Rolls-Royce says the new vessels will be distinguishable no matter what the vessel type. Image credit: Rolls-Royce

Ship designers at Rolls-Royce have unveiled what the company describes as a radical overhaul of its vessel design philosophy aiming to optimize vessel construction and operations without sacrificing space on board.

In the process, the new unified designs will also ensure that a Rolls-Royce-designed vessel, whether it’s an offshore support vessel or expedition cruise ship, will be instantly recognizable world-wide.

“The new design incorporates four key features in each design,” Rolls-Royce explains. “These are a knuckle line that slopes down towards the bow and links the new designs with older UT and NVC designs. A vertical side area and vertical upper stem which simplify the design and decouples the hull form from the superstructure. The vessels will also have a topside sheer line with a small convex curvature. These features will be present in all the designs in some form but can be modified depending on the ship type.”

Rolls-Royce noted that certain ship types may require more design modifications than others, and Rolls-Royce naval architects will have the freedom to adjust and apply certain designs to suit each particular vessel as long as they incorporate the four ‘must use’ elements.

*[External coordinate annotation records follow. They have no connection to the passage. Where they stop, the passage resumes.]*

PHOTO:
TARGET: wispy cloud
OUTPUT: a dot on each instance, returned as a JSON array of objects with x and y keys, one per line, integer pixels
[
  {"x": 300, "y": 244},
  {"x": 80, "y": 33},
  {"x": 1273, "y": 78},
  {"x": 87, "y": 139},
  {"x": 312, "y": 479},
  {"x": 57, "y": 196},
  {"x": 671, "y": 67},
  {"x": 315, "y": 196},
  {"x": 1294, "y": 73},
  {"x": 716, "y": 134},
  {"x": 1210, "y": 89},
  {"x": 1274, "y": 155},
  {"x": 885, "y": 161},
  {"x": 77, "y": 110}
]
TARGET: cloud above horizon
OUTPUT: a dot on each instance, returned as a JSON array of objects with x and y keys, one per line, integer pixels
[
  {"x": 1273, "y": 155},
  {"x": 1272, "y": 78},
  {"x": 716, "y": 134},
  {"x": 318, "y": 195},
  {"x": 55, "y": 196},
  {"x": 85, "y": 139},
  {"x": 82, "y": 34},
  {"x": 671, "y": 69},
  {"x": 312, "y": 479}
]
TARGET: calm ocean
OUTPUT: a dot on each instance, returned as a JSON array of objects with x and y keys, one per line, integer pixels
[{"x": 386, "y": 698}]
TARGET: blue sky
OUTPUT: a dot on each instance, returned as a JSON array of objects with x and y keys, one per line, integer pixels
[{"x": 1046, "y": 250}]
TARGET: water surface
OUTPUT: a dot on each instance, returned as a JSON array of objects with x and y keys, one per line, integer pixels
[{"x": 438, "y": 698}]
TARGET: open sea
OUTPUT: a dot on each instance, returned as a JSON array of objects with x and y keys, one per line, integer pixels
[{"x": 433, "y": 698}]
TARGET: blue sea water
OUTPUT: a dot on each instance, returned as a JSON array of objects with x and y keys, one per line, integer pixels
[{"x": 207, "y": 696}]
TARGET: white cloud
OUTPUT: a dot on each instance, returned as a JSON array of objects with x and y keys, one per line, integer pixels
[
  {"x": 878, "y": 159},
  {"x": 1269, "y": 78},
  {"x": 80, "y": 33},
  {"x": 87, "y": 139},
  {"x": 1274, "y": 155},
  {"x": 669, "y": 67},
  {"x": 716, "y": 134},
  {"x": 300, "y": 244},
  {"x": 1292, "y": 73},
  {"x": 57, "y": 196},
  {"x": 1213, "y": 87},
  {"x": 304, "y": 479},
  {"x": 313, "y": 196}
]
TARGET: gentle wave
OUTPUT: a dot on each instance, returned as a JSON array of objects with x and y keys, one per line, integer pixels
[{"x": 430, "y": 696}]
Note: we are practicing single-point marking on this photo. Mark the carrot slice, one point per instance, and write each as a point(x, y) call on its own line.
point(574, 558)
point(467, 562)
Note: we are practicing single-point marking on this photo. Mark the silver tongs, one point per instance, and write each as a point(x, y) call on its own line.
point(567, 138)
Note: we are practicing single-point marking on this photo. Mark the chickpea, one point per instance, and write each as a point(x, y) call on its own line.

Martijn de Jongh, Rolls-Royce Chief Designer – Marine, said: “Less is often more in ship design and while the new elements have been devised to ensure every Rolls-Royce ship is built for optimum performance and functionality, they will be distinguished by their clear angles, clean shapes and faces. We have evaluated the profile of the vessels to omit any unnecessary aspects, like excessive large windage areas, for instance. They will be easier to build as well.”

A major feature of the approach is the decoupling of the hull design from the superstructure and other design elements, giving designers and naval architects significantly more flexibility, according to Rolls-Royce. This minimizes complex double curvature plating, common to many vessels, which is difficult and time-consuming to fabricate. The use of flat plate or single curvature plating will be increased, simplifying construction and reducing build time.

Depending on the vessel type and operational and construction requirements, the forward topside will be based on five distinct hull forms, which will allow the designs to be applied across a range of vessels from offshore vessels involved in subsea work in harsh environments to expedition cruise ships. “All will have a canopied superstructure featuring a curved front with the bottom edge of the bridge wings and windows leaning down towards the bow to create a continuous line flowing into the bow,” said Rolls-Royce.

So far a number of vessels designed in accordance with the new guidelines have been ordered and are now under construction. In fact a UT 540 windfarm vessel due for delivery from Spain’s Gondon shipyard in October is typical of how the new family of UT vessels will look, Rolls-Royce says.